Szczerba: prezes agencji zatrudniony lub zasiada w 11 innych podmiotach
- Wyszczególniliśmy 11 podmiotów, w których obecny prezes Agencji Badań Medycznych jest zatrudniony albo pobiera wynagrodzenie, albo zasiada w trakcie wykonywania funkcji prezesa Agencji Badań Medycznych - mówił poseł.
Dodał, że "niektóre z tych podmiotów, rad nadzorczych, gdzie mamy do czynienia z gigantycznym dojeniem państwa, są nijak związane z medycyną czy obszarem, którym prezes Agencji Badań Medycznych się zajmuje".

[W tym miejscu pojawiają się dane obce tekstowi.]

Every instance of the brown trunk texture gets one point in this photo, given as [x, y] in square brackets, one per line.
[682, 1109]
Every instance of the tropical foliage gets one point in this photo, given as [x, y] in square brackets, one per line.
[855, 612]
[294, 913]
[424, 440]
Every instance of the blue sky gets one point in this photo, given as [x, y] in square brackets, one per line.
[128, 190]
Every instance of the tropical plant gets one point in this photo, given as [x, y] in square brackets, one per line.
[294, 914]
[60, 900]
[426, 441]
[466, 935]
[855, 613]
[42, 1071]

- Prezes Agencji Badań Medycznych - mówimy o ostatnich trzech latach, wtedy, kiedy pełnił obowiązki prezesa, jest już pełnoprawnym prezesem - zasiadał lub zasiada w radzie nadzorczej PZU SA., radzie nadzorczej KGHM TFI S.A., radzie nadzorczej Totalizatora Sportowego sp. z o.o., radzie nadzorczej PZU Zdrowie S.A. (...), radzie nadzorczej spółki AB Karno Tiltai - wymieniał Szczerba.
Joński wskazał także "radę medyczną KGHM Polska Miedź, radę nadzorczą Narodowego Centrum Badań i Rozwoju, radę naukową PZU Zdrowie S.A., radzie programową Instytutu Spraw Społecznych, radę Agencji Oceny Technologii Medycznej i Taryfikacji i pracę w Collegium Medicum Uniwersytetu Kardynała Stefana Wyszyńskiego w Warszawie".
- Kiedy ten człowiek ma czas rządzić i zarządzać Agencją Badań Medycznych, tego nie wiemy, ale na pewno wiemy, że część tych firm absolutnie nie jest związana z jego działalnością - dodał.
Szczerba przekazał także, że Agencja Badań Medycznych wydała do połowy 2022 roku 50 milionów złotych "tylko na organizację swojej instytucji”. - Czyli wydała na sekretariat, na kadry, na obsługę prawną - dodał.